No referente à nossa
conversão, é sempre o Criador quem toma a iniciativa. Foi Ele que nos criou,
Ele que nos escolheu para fazermos parte da Igreja e é Ele quem nos dá as
graças indispensáveis para segui-Lo. Desde toda a eternidade, manifestou uma
predileção gratuita por cada um de nós ao nos escolher entre as infinitas
possibilidades de criaturas humanas que existem no divino Intelecto. E, podendo
nos ter destinado a uma felicidade puramente natural, quis que as criaturas
inteligentes participassem de sua própria vida, como bem põe em realce o Pe.
Arintero: “Por um prodígio de amor que jamais poderemos devidamente admirar, e
muito menos agradecer, dignou-Se sobrenaturalizar-nos desde o princípio,
elevando-nos nada menos do que à sua própria categoria, fazendo-nos participar
de sua vida, de sua infinita virtude, de suas peculiares ações e de sua eterna
felicidade: quis que fôssemos deuses”.1
Ao nos criar, Deus
dotou cada um com uma vocação única, específica e irrepetível, seja religiosa ou
laical. E, ao longo de toda a nossa existência nos dá, ademais, graças maiores
ou menores, mas sempre suficientes para a nossa salvação eterna.
Mais ainda. Tendo o
homem caído em pecado no Paraíso, Deus poderia ter feito com que ele voltasse ao
nada, arrependido de havê-lo criado, ou usar inúmeros caminhos para reparar a
falta cometida. Pois sendo Ele ao mesmo tempo Juiz e Ofendido, nada O impedia
de perdoar a dívida contraída sem nada demandar em desagravo.
Porém, exigindo a sua
honra infinita uma reparação à altura, Deus, numa indizível manifestação de
amor, impossível de ser cogitada sem o pecado dos nossos primeiros pais,
resolveu entregar o seu próprio Filho à morte para nos dar a vida, como proclama
São João na segunda leitura: “Foi assim que o amor de Deus se manifestou entre
nós: Deus enviou o seu único Filho ao mundo para que tenhamos a vida por meio d’Ele.

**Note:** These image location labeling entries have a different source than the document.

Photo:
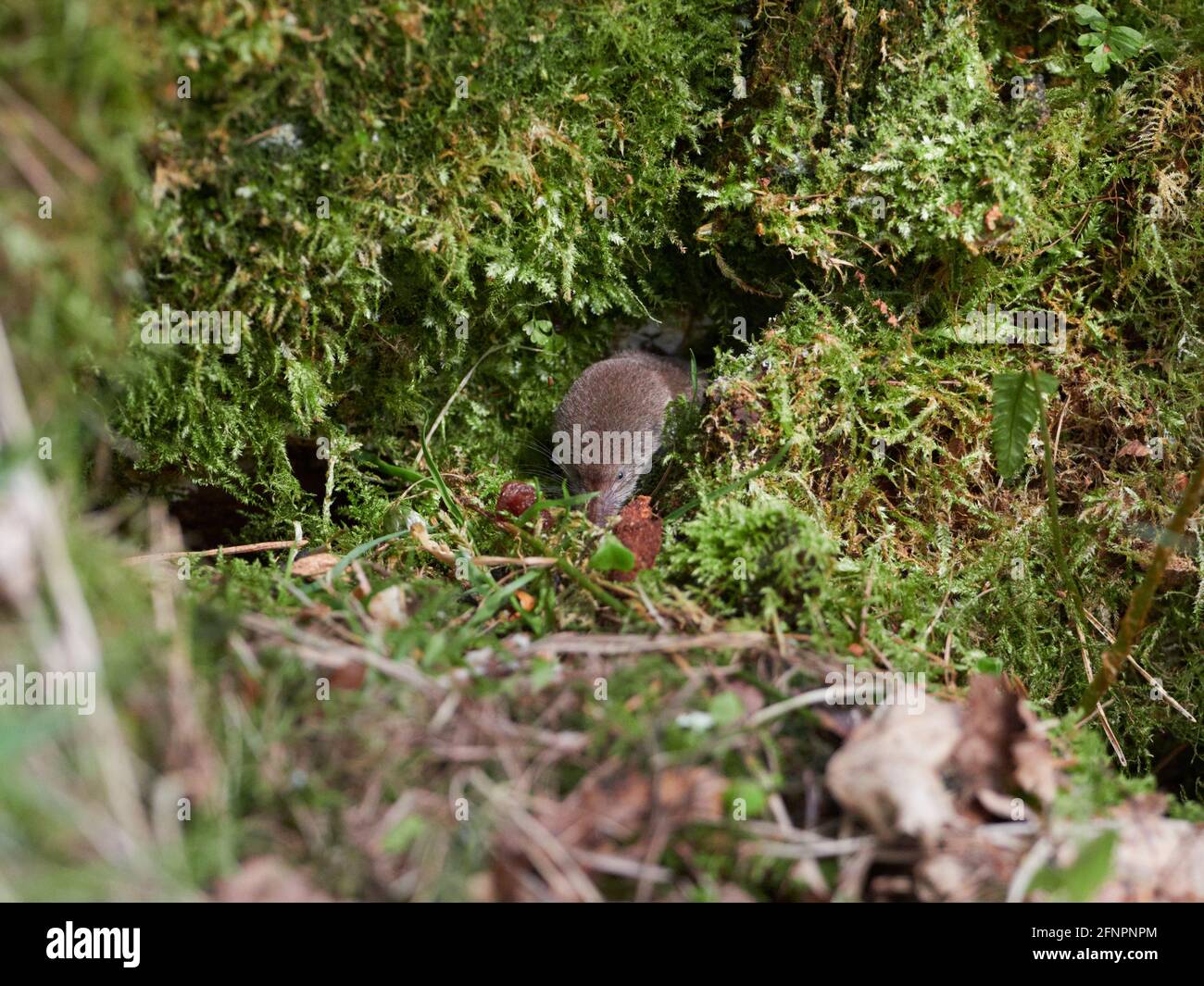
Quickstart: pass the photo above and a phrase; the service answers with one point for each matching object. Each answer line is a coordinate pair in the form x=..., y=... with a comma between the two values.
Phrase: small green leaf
x=612, y=554
x=726, y=708
x=1124, y=43
x=1015, y=404
x=1098, y=59
x=750, y=793
x=1080, y=880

Nisto consiste o amor: não fomos nós que amamos a Deus, mas foi Ele que nos
amou e enviou o seu Filho como oferenda de expiação pelos nossos pecados” (I Jo
4, 9-10).
Encarnando-Se e
passando pelos tormentos da Paixão, a Segunda Pessoa da Santíssima Trindade
trouxe para nós um verdadeiro oceano de graças, “uma inefável comunicação
amorosa e livre, mas íntima e inconcebível, da vida divina às criaturas
racionais, por onde o sobrenatural e o natural, o divino e o humano se juntam,
se harmonizam e se completam, sem que por isto se confundam!”.2
Tal é, em grandes traços,
o amor de Deus por cada um de nós, que veremos se manifestar de forma
extraordinária no Evangelho de hoje.